Cuando despuntó el sol, desayunaron copiosamente y reiniciaron el viaje. Tras recorrer unos cuantos kilómetros, Vicente Ferrer detuvo la marcha y le pidió al escéptico que retornara a la fonda y le trajera el bonete que había olvidado. El descreído volvió sobre sus pasos y al llegar al llano en donde debería estar el hostal no encontró nada y un campesino –que araba en las cercanías–, le dijo que por allí nunca había existido hospedaje alguno. Y fue mayor la sorpresa del confundido mandadero al descubrir el birrete colgado de un arbusto a la vera del camino, entonces lo rescató, emprendió la carrera, alcanzó la caravana y cuando se lo entregó, Vicente Ferrer le hizo un guiño cómplice y retomó su oración, como si nada.

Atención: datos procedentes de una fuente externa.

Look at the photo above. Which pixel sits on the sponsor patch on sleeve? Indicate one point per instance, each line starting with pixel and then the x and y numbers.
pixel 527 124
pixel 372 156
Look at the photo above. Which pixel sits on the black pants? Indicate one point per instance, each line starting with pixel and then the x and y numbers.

Vicente Ferrer nació en Valencia, el 23 de enero de 1350, año en el que terminó abruptamente la gran peste que cobró la vida de 75 millones de personas y por eso la efervescencia católica estaba en su punto máximo, lo que le imprimió un profundo sello de piedad y devoción a su familia, valores que él asimiló, practicó desde su más tierna infancia y reforzó en las mejores escuelas religiosas de Valencia, en las que adelantó su preparación básica y desde el principio fue sobresaliente en latín, filosofía y teología, lo que le abrió de par en par las puertas del convento dominico al que ingresó en 1367. Inmediatamente lo enviaron a perfeccionar sus estudios en Lérida, Barcelona y Toulouse y en 1374 fue ordenado sacerdote; cuatro años más tarde, le concedieron el doctorado en teología con las más altas calificaciones. Al poco tiempo se presentó el Cisma de Occidente (división que se dio tras la elección en Roma, de Urbano VI, en 1378, a la que un sector de los cardenales consideró ilegal y por eso nombraron otro papa) y el padre Vicente Ferrer, aunque respaldó en principio al recién elegido Clemente VII, que se quedó en Avignon, más tarde apoyó al pontífice romano.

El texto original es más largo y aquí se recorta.